Он сжился с этой мечтой, которая в кабаках за рюмкой ракии вот уже два года обрастала и разукрашивалась все новыми деталями. Чазим на минуту позабыл даже об Арифе Блачанаце, о снеге и окружавшем его лесе. «Будь у меня вместо этих слепендряев албанцы, — мечтал он, — да я впереди в этой фуражке, да на коне, с зеленым знаменем, в три дня всех бы бросил под копыта. И тогда зверства четников в Нижнем Рабане показались бы детскими игрушками. Дым дошел бы до Берлина, сам Гитлер закашлялся бы и сказал: «Молодец, Чазим, знал я, что в тебе дремала неуемная силушка, раз ты таким вымахал…»
А потом собрал бы по всей земле войско и пошел на Сербию. Но и там некому обороняться — всех немец пострелял, в Кралеве, в Крагуеваце, каждый день тысячи. Все можно было бы сделать, все мне на руку, только разве с этими здесь сладишь! Эти рабаняне, хоть и называются верхними, ничуть не лучше нижних, калеки шелудивые, трусы и завистники, все, как один, выродились. Только я сохранил старую кровь. Но какой прок, если они меня не слушают, мне не верят, не хотят, чтобы их человек стал для них судьей и вождем. Сидят по горло в навозе и думают, что это золото, боятся высунуть нос и позариться на чужое. Скверный народ, забитый народ, обескровленный, косный, ленивый — вот уж не жалко, если его спалят и уничтожат…
Сквозь грезы он услышал, как кто-то прибежал и, запыхавшись, крикнул:
— Вон коммунисты, четверо их.
— Откуда ты знаешь, что это коммунисты? — спросил Ариф Блачанац.
Тот ответил:
— Их ведет Гавро Бекич из Тамника, за ним еще до войны гонялись жандармы.
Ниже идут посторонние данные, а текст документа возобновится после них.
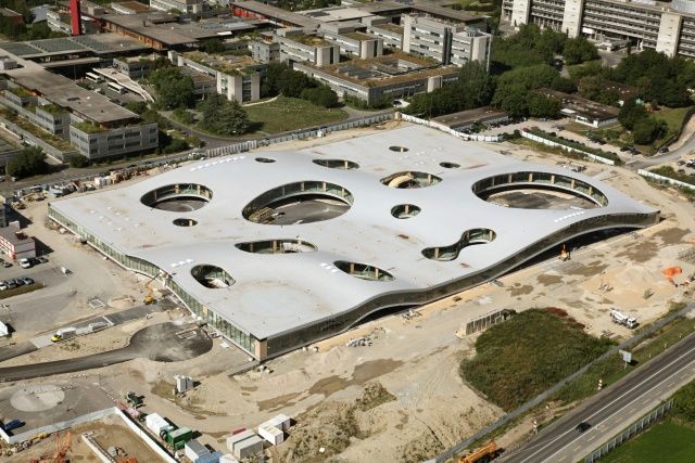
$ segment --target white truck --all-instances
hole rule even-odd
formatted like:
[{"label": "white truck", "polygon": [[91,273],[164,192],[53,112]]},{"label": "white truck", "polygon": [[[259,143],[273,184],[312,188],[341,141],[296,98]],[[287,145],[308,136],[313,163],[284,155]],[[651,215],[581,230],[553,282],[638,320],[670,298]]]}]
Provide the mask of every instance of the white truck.
[{"label": "white truck", "polygon": [[75,326],[63,327],[58,330],[53,336],[51,336],[51,340],[53,343],[58,343],[59,340],[70,339],[71,337],[77,334],[77,329]]},{"label": "white truck", "polygon": [[616,309],[612,309],[610,311],[610,318],[612,319],[614,323],[628,326],[630,330],[637,326],[637,319],[635,319],[634,317],[628,317],[621,311]]}]

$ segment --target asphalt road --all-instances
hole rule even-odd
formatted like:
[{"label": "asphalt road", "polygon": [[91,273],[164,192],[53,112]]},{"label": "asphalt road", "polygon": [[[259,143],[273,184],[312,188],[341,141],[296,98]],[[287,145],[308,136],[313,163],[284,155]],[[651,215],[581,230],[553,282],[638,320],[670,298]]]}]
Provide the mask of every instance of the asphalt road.
[{"label": "asphalt road", "polygon": [[[576,462],[695,378],[695,334],[607,387],[579,409],[541,430],[501,460],[514,463]],[[580,433],[576,426],[592,427]]]},{"label": "asphalt road", "polygon": [[22,381],[62,373],[108,366],[128,360],[147,358],[159,362],[177,362],[192,359],[210,351],[213,342],[205,332],[194,329],[187,335],[177,333],[190,326],[161,323],[136,332],[126,347],[73,357],[54,362],[34,363],[0,369],[0,382]]}]

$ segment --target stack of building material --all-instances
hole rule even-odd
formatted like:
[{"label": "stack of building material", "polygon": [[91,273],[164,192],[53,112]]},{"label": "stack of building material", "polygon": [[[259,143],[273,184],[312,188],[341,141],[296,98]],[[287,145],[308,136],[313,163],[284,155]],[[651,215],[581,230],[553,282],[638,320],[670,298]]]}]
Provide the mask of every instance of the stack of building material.
[{"label": "stack of building material", "polygon": [[251,430],[244,430],[227,438],[227,449],[239,459],[249,458],[263,451],[263,439]]},{"label": "stack of building material", "polygon": [[186,442],[186,446],[184,446],[184,454],[187,459],[194,462],[199,458],[210,454],[210,449],[200,443],[198,440],[193,439],[189,440],[188,442]]}]

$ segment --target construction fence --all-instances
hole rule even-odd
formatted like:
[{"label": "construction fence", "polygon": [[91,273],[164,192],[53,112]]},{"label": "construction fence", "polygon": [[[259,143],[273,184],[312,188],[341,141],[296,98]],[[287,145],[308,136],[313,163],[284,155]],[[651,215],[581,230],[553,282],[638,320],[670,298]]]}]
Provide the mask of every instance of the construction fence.
[{"label": "construction fence", "polygon": [[668,184],[671,184],[671,185],[674,185],[674,187],[686,188],[688,190],[695,190],[695,184],[682,182],[680,180],[675,180],[675,179],[672,179],[670,177],[660,176],[658,173],[654,173],[654,172],[650,172],[650,171],[645,170],[645,169],[637,170],[637,173],[640,173],[642,177],[646,177],[648,179],[656,180],[659,183],[668,183]]},{"label": "construction fence", "polygon": [[247,140],[239,143],[229,144],[227,146],[214,147],[205,151],[206,157],[226,156],[229,154],[243,153],[249,150],[254,150],[260,146],[268,146],[275,143],[282,143],[292,140],[302,140],[314,137],[324,137],[330,132],[337,132],[340,130],[350,130],[358,127],[367,127],[372,124],[383,123],[386,120],[393,119],[393,113],[380,113],[370,116],[359,117],[355,119],[348,119],[341,123],[329,124],[320,127],[312,127],[308,129],[295,130],[292,132],[279,133],[277,136],[265,137],[262,139]]},{"label": "construction fence", "polygon": [[430,127],[432,129],[437,129],[437,130],[441,130],[443,132],[446,132],[451,136],[454,136],[458,139],[462,140],[471,140],[471,141],[484,141],[488,143],[496,143],[496,142],[501,142],[502,140],[504,140],[503,136],[483,136],[483,134],[478,134],[478,133],[464,133],[464,132],[459,132],[457,130],[452,129],[451,127],[446,127],[442,124],[439,123],[434,123],[432,120],[427,120],[427,119],[420,119],[419,117],[415,117],[415,116],[410,116],[408,114],[402,114],[402,113],[396,113],[396,119],[402,119],[405,120],[406,123],[412,123],[412,124],[417,124],[420,126],[427,126]]},{"label": "construction fence", "polygon": [[603,446],[591,452],[589,455],[586,455],[584,458],[584,463],[594,463],[602,456],[605,456],[606,453],[612,451],[616,447],[622,445],[626,440],[630,439],[636,434],[642,433],[646,427],[664,416],[669,410],[671,410],[672,407],[673,399],[669,400],[666,403],[661,403],[659,407],[652,410],[649,413],[642,416],[636,422],[632,423],[626,430],[612,437],[608,442],[604,443]]}]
Спросонок Чазим почему-то решил, что коммунисты пойманы и разоружены. Вытаращив глаза, он вскочил, чтобы на них посмотреть. Его встретило солнце, блеск утра и черные радужные круги перед глазами. Разглядев кое-как Арифа, он пошел за ним, потом опередил его, — уж на счет коммунистов он мастак, уж их он встретит и напугает первый! Кругом лес, на открытом месте стоит парень с винтовкой, один-одинешенек.
— Ты кто? — рявкнул Чазим.
— Я Гавро Бекич, а ты Чазим Чорович в немецкой фуражке.
— Бросай винтовку!
— Не рычи!
— Ты что сказал?
— Не рычи, говорю. Бросить винтовку я не могу, в ней моя жизнь!
— Бросишь, — заорал Чазим и поднял свою.
— Опусти руки, — крикнул Момо Магич. — Держу тебя на мушке.
Чазим вздрогнул и опустил оружие: его потрясло, что он не видит партизана. Верно, где-нибудь в кустах, в укрытии, и не один, а много. Кто позволил им засесть в засаду и взять его на мушку?.. Его обуял страх, губы затряслись, на глаза навернулись слезы. Что-то внутри, тронутое этими слезами, заплакало от жалости к себе, заскулило от несправедливости. Почему жизнь так отвратительна, почему ни с того ни с сего, ни за что ни про что ты вдруг оказываешься на мушке коммуниста, которого ты не только никогда плетью не ударил, но и в глаза не видел. Немного отлегло, когда подошел Ариф и принялся путано растолковывать, что, мол, нечего кипятиться, что они-де пришли не драться, а разговаривать. Чазим приободрился и крикнул:
— Зачем вы пришли?
— Мы пришли не к тебе, — сказал Гавро.
— Что вам здесь нужно?
— Мы не с тобой разговариваем.
На душе у Чазима отлегло: он не создан для разговоров под прицелом винтовки, которая, того и гляди, выстрелит. Другого человека, например, Арифа, первая пуля может и не задеть, но в великана Чазима, у которого грудь в метр ширины, а рост два метра, и слепой не промахнется. При мысли об этом его прошиб пот. Ноги подкашивались: тяжело стоять на виду у всех когда в тебя нацелена винтовка. Он нагнул голову, потом стал боком, чтобы уменьшить мишень. И постепенно, постепенно отошел, забрался в кусты и прислонился к дереву, чтобы перевести дух. Но тут колени у него подогнулись — уверенности, что Момо в него не целится, у него еще не было, — Чазим плюхнулся прямо в снег и утер потный лоб. «Утешительная штука смелость, — подумал он, — труднее любой работы. И хорошо, иначе все бы верховодили и никто бы не знал, кто первый и у кого власть. Пускай себе Ариф храбрится — потом выясним, кто вступал в переговоры с коммунистами».